De retour en Angleterre, auprès de sa famille, il n’a plus qu’une obsession : retourner en Amazonie pour découvrir les ruines de la cité perdue.

 

L’avis de Romain

On pouvait être curieux de voir cette adaptation ambitieuse de la vie de l’explorateur Percy Fawcett, un homme à l’audace et à la persévérance extraordinaires qui, durant la plus grosse partie de sa vie, a poursuivi une quête scientifique tout autant que mystique.

James Gray choisit de se focaliser sur le portrait de l’homme en lui-même plutôt que d’adopter une approche romantique de la quête. La majeure partie du film ne se passe donc pas dans la jungle, mais dans les salons feutrés du début du XXème, au sein des milieu scientifiques londoniens, dans l’intimité de cette famille dont le père n’a pratiquement pas vu ses enfants grandir, ou bien sur les champ de bataille de la première guerre mondiale où Fawcett s’illustrera brillamment. La Cité perdue de Z demeure toutefois un titre très approprié, car toutes les motivations de Fawcett vont être centrées sur cette éventuelle découverte.

Les phases d’exploration dans la jungle amazonienne demeurent bien sûr des moments clés de la narration, mais la réalisation ne se focalise pas tellement sur les péripéties spectaculaires (attaques d’indigènes, piranhas, etc…). Ce sont les rapports des différents membres de l’expédition entre eux qui guident le récit.

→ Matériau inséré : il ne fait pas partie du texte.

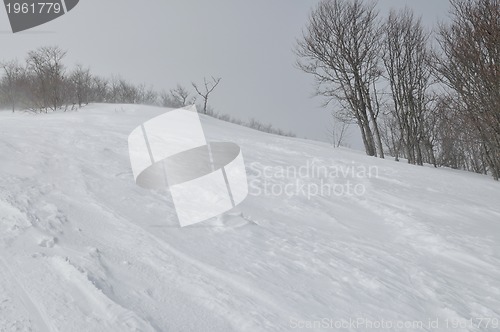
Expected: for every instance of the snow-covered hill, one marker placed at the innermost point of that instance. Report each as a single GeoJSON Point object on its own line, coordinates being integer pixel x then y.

La fin du film est étrange et d’une bienheureuse ambiguïté. Le véritable colonel Fawcett a emmené avec lui son secret dans l’oubli, et le film ne triche pas sur ce point. On gardera du personnage le souvenir d’un homme passionné qui a mené jusqu’à un âge avancé une quête qui transcende la vie d’un seul homme, cherchant jusqu’aux portes de la folie ce dont la plupart d’entre nous ne font jamais que rêver.

Alors ? Un récit réussi et original d’un épisode méconnu de l’histoire des grandes explorations, qui rend enfin un hommage approprié à une des figures les plus fascinantes du début du XXème siècle.

Retrouvez la critique complète de « The lost city of Z »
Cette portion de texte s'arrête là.